Surprised? So was my nearly-wife when I nearly crushed her hand on our first flight together. It's a testament to her gentle nature, good will, and grace that after the cast came off and she allowed me to buy her a metal-framed brace to squeeze, she still continued to both A) date me and B) fly seated next to me. Before flying with her, I tended to go through a lot of scotch, anti-anxiety medication and warm milk in airports and marked a LOT of airplane seat hand rests. Now I just hold her hand and tremble. Being schnockered helped press down the sheer panic to the point where my former passport collected enough stamps to raise eyebrows at the immigration counter, but it did lend a certain aroma to my clothing and person while in flight. Small children would be moved two seats back due to the possibility of getting intoxication merely by proximity. (And may explain why I kept poking my friend Tim from North London in the shoulder every time he said "Untouchable".)


So my response to the TSA bruhahaha, therefore, is usually "Learn. To. Fucking. Cope." There's a lot scarier things in the world than a bored government official running their hands around your body and looking at an anonymized image of you on a computer screen, and the rules are in place to make those scary things not happen.

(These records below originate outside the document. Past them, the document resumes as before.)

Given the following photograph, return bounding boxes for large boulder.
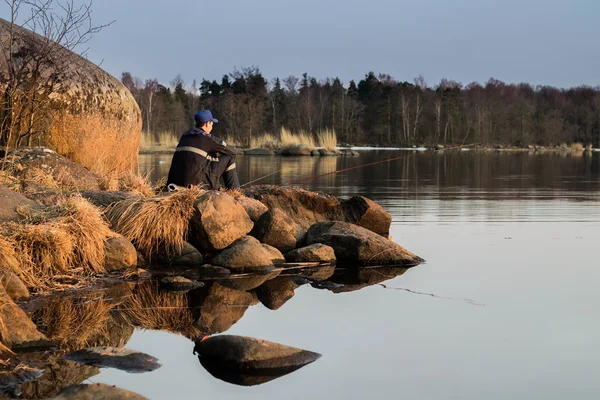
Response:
[0,19,142,175]
[256,276,300,310]
[194,335,321,386]
[251,208,306,253]
[306,222,425,266]
[340,196,392,235]
[104,235,138,272]
[241,185,344,230]
[235,196,269,222]
[0,285,52,351]
[285,243,336,262]
[189,191,254,252]
[52,383,148,400]
[211,236,274,273]
[0,186,36,222]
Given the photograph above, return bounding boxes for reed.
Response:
[106,188,203,258]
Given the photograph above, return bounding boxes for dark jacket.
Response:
[167,128,235,187]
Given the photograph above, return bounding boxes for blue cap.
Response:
[194,110,219,124]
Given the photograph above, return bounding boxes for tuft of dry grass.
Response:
[317,129,337,151]
[31,294,114,349]
[116,284,201,338]
[140,131,179,150]
[279,127,315,147]
[106,187,204,258]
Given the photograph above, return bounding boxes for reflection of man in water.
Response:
[167,110,240,190]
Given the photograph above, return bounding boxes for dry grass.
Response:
[140,131,179,150]
[117,284,201,338]
[100,171,156,197]
[279,127,315,147]
[250,133,281,149]
[317,129,337,151]
[48,112,141,177]
[31,295,114,349]
[107,188,203,258]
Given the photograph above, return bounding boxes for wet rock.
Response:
[244,148,275,156]
[262,243,285,264]
[190,191,254,252]
[198,264,231,279]
[80,190,138,208]
[194,335,321,386]
[0,270,29,301]
[256,276,300,310]
[246,185,345,230]
[195,283,254,334]
[152,242,204,267]
[19,352,100,399]
[211,236,274,273]
[0,364,44,395]
[285,243,336,262]
[0,284,53,351]
[104,235,138,272]
[327,267,408,293]
[65,347,161,373]
[278,144,314,156]
[307,222,425,266]
[160,276,204,292]
[251,208,306,253]
[235,196,269,222]
[53,383,148,400]
[218,271,281,292]
[0,186,37,222]
[340,196,392,235]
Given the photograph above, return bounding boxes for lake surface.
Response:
[96,150,600,400]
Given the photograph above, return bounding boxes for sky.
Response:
[0,0,600,88]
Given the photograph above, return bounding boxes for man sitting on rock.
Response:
[167,110,240,191]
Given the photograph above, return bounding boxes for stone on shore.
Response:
[0,285,52,351]
[246,185,344,230]
[285,243,336,263]
[306,222,425,266]
[256,276,300,310]
[251,208,306,253]
[104,235,138,272]
[52,383,148,400]
[189,191,254,252]
[210,236,274,273]
[235,196,269,222]
[340,196,392,235]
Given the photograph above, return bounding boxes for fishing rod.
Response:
[281,143,477,186]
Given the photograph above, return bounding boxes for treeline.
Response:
[122,67,600,146]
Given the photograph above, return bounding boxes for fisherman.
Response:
[167,110,240,191]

Believe me, having an aggressively intent German shepherd nosing your crotch with two paramilitary guys with clean British public school accents holding automatic weapons pointed near your feet while you are politely but firmly requested not to move until he finishes his inspection, because we're afraid, really, old chap, that he smells plastic explosives in your tighty-whiteys, and you fit the profile of most American-based IRA supporters tends to color all of your future flight inspections in a different light. Not only because you don't want to move, AT ALL, but also because you have to wonder at the utter lack of perspicacity of someone who would carry plastic explosives that close to the bangers and mash, with the codicil that THESE guys, the ones with the hefty, fully-loaded automatic weapons with the safety off and the really big scary dog with sharp pointy teeth nosing around in your nether regions, have actually dealt with those people, and are probably not at home to clever jokes about how we saved their asses in World War II or the one about Queen Vicky and the donkey in Tijuana.

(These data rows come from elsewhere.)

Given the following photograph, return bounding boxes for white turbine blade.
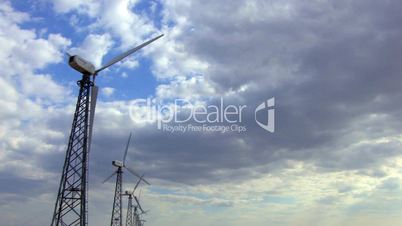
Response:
[123,133,131,166]
[95,34,163,74]
[88,85,98,153]
[102,171,116,184]
[124,166,151,185]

If you got all the way down to the end here, here's the short version: If you want to fly without getting a pat down, go buy a Cessna and learn how to fly it, pay for the gas, get your pilot's license, and use that to fly yourself around. If, however, you want to fly on a commercial airline, shut up and follow the rules, regardless of how intrusive you find the inspections. They're not there for your personal comfort and joy; they're there to keep your bitchy ass from getting blown up. If you don't like it, don't buy a ticket, and DON'T make a spectacle out of yourself to prove that you're not a fan of the new regulations. It's ultimately pointless and does nothing but keep people from doing what they are legally required to do (and legally means "by law" - IE, if they don't do their job, they can get arrested.)


The other one thing I find immensely bemusing and amusing, is that so many people don't realize that they have at least one other option. Prior to 1939, people did it all the time.


Ride the train. No pat-downs and you can move about the cabin all you like.


*Mom still doesn't understand why I like sushi.

**More fun than it sounds like. Trust me on this one; you'll probably get arrested otherwise.